If we break onsite personalization into pieces, the core of dynamic content is simply HTML content on your website, landing page, form, or search box. Its significance lies in the fact that it changes depending on the visitor’s preferences and behaviors.

You set the criteria, and when users match them, you can present a variation of content relevant to them. In this way you may display a “Welcome back” message to a returning visitor, or give a discount on tickets to an event in the visitor’s city.

So if you pair your product or service with dynamic content, you boost the whole personalization process and provide a site that suits the visitor’s unique needs.

The driving force of dynamic website personalization

Technology serves marketers to deliver customized content benefiting site visitors so they continue their customer journey without being sidetracked or annoyed by irrelevant messages.

As dynamic personalization applies various techniques likes profiling, segmentation and user modeling, the visitor gets precisely tailored experiences aligned with their interests.

The methods used in dynamic personalization are collaborative filtering and machine learning. They are mostly based on aggregated data and algorithms. These are practices extensively employed by Netflix and Amazon in their product recommendations, something you’re certainly familiar with.

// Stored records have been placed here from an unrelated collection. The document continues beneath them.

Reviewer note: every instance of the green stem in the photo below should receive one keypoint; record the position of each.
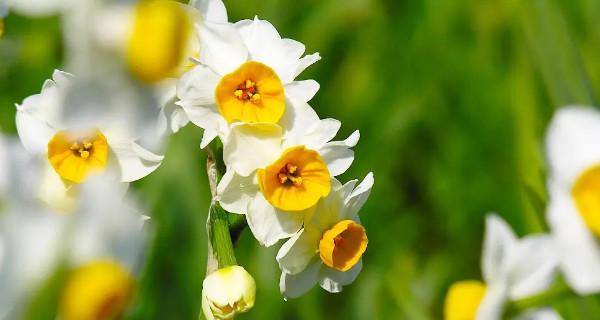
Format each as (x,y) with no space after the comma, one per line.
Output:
(220,246)
(559,291)
(220,237)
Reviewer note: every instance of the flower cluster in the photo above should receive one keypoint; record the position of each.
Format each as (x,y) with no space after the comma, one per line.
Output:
(522,269)
(138,72)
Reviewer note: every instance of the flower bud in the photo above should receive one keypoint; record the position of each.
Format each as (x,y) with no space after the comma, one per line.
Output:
(226,292)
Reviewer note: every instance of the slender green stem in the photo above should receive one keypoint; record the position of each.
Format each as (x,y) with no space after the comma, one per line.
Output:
(558,291)
(220,246)
(220,237)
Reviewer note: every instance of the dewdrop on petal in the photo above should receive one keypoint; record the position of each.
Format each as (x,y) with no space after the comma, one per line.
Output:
(227,292)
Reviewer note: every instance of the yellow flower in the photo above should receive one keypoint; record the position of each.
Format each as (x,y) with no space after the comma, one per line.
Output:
(463,300)
(159,40)
(73,155)
(227,292)
(98,290)
(329,249)
(295,181)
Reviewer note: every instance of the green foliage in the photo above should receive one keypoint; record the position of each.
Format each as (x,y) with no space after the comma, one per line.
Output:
(451,98)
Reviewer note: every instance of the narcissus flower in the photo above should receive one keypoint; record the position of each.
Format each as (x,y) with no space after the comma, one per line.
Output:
(245,73)
(329,249)
(100,241)
(227,292)
(275,178)
(574,194)
(512,269)
(156,38)
(79,139)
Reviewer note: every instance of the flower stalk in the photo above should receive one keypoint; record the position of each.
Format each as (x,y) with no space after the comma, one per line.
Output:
(220,245)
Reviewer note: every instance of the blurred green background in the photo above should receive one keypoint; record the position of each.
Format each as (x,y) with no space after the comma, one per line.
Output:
(451,98)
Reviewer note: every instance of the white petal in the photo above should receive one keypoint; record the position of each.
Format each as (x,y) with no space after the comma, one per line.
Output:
(338,155)
(498,244)
(222,48)
(34,133)
(252,146)
(578,249)
(303,90)
(235,192)
(297,118)
(208,118)
(172,117)
(134,161)
(492,305)
(334,281)
(533,266)
(211,10)
(354,202)
(197,86)
(305,62)
(268,224)
(293,286)
(572,142)
(296,253)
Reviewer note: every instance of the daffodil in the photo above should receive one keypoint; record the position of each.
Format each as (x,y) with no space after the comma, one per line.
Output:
(245,73)
(100,241)
(227,292)
(574,194)
(81,131)
(512,269)
(275,178)
(329,249)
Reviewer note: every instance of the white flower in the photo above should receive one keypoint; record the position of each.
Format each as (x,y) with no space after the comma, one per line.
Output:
(37,7)
(275,178)
(158,41)
(101,241)
(573,210)
(245,73)
(86,128)
(512,269)
(328,250)
(227,292)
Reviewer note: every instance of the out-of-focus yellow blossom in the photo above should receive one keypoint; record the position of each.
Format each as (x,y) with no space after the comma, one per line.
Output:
(512,269)
(98,290)
(463,300)
(160,39)
(227,292)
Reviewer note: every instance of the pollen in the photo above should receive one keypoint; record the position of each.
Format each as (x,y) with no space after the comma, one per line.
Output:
(296,181)
(252,93)
(289,175)
(247,91)
(74,155)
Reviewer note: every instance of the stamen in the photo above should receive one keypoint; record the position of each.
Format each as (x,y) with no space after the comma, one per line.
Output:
(289,175)
(247,91)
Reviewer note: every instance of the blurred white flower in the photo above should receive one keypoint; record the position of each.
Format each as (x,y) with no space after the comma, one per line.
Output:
(329,249)
(245,73)
(83,128)
(573,210)
(227,292)
(275,177)
(35,7)
(512,269)
(100,241)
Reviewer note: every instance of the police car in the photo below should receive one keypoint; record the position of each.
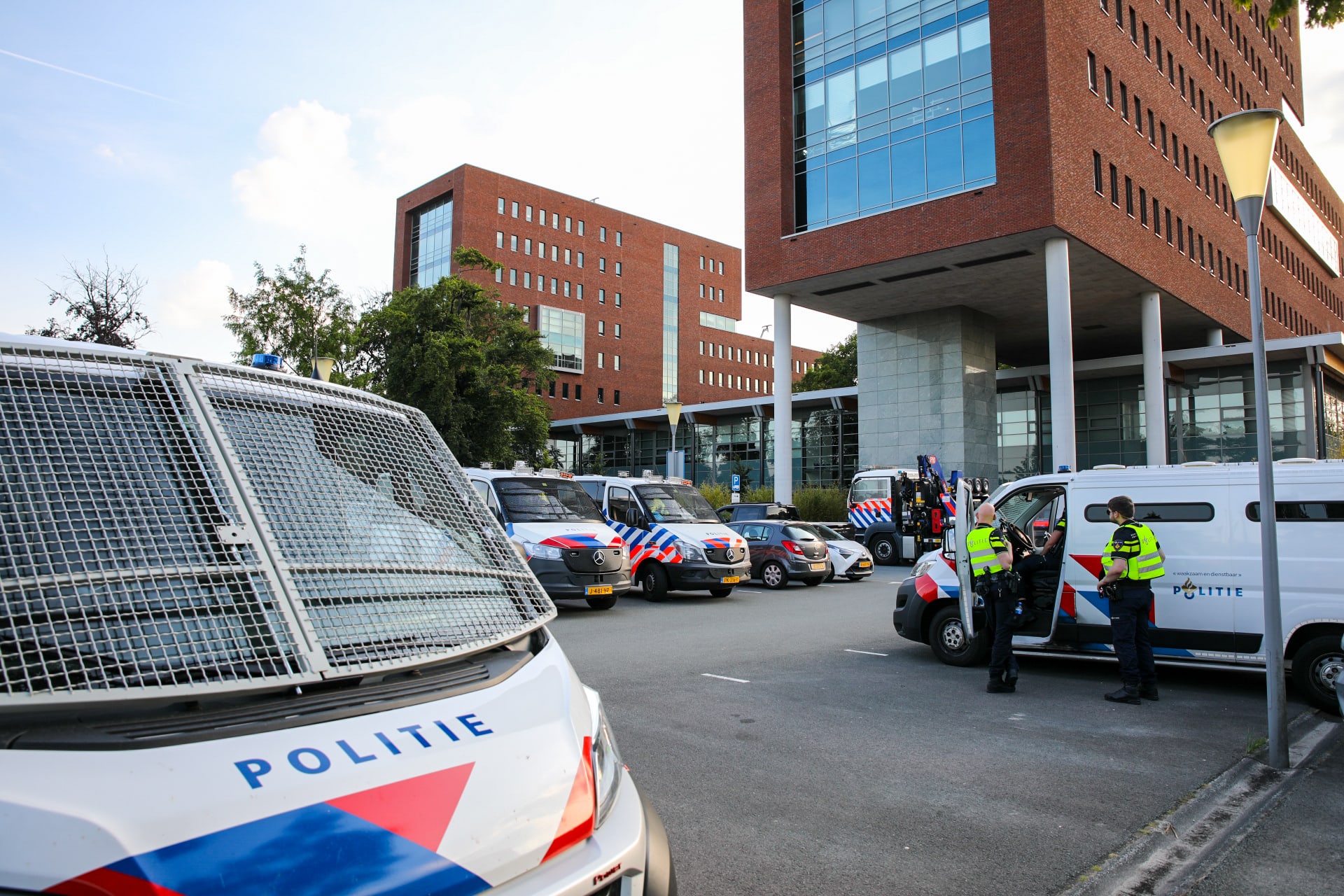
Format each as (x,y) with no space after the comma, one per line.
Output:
(258,634)
(675,539)
(561,532)
(1209,605)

In order to make website personalization work seamlessly, you need to acquire data that provides you with the user profile, then with the context of the user’s interaction with your site, and finally tells you about their stage of the buying cycle.

The wider the range of information, the more precisely and accurately tailored your content is. So when creating your algorithms, you should take into account:

  • Demography: Age, race, gender, language, etc.
  • Context: Situation in which the visitor views your content
  • Customer Journey: Previously bought products, product categories, average transaction value
  • Psychographic: Habits, likes, interests, preferences, etc.
  • Geo-location: Where the visitor lives and engages with the content
  • Engagement: Past and current visitor’s interactions with your content across all channels
  • Device: Computer, mobile, or tablet

Once you get a grasp on the algorithms, it’s time to bring them to bear. Let’s have a closer look at the adroit practices of Amazon and Netflix. These two giants have mastered the use of recommendation engines. These systems analyze available data to create suggestions for content a user might find interesting.

The recommended offers result from algorithms created from available data, both current and historic. Among the array of data, the engines discover patterns which allow you to provide content that resonates with the user’s unique preferences. The recommendations might take form of “Similar Jobs postings”, “Suggested Videos”, “People who bought this bought also this” offers, etc.

What’s more, with the developments in technology, these systems are becoming more and more advanced and flexible in regards to business application. By implementing the recommendation systems, you can analyze whether your suggestions are fine-tuned to your site’s visitors, or if they influence their behavior.

What’s crucial to your company is the fact that by acquiring an understanding of how appealing visitors find a particular product or service, you can set things up to meet your business objectives.

Why does your website need dynamic product recommendation?

When visitors come to your site, you want to make them feel as if the offers were designed especially for them. One way to achieve this is through dynamic product recommendation.

Applied effectively, it supports engagement while increasing conversions and revenues. This strategy allows you to look for the right products to recommend by taking into account the visitor’s onsite and offsite interactions. But what does it take for efficient recommendations to make it?

There are two approaches. One we’ve already mentioned is collaborative filtering, focused on a product. You can, however, implement content-based filtering, which concentrates on the visitor.

The latter is favored for its precision as it hones in on the individual user’s interests and affinities. It relies on similar products or content the same user has interacted with previously. The method employs affinity-based algorithms based on specific products and items that were searched, viewed, bought, or simply shared.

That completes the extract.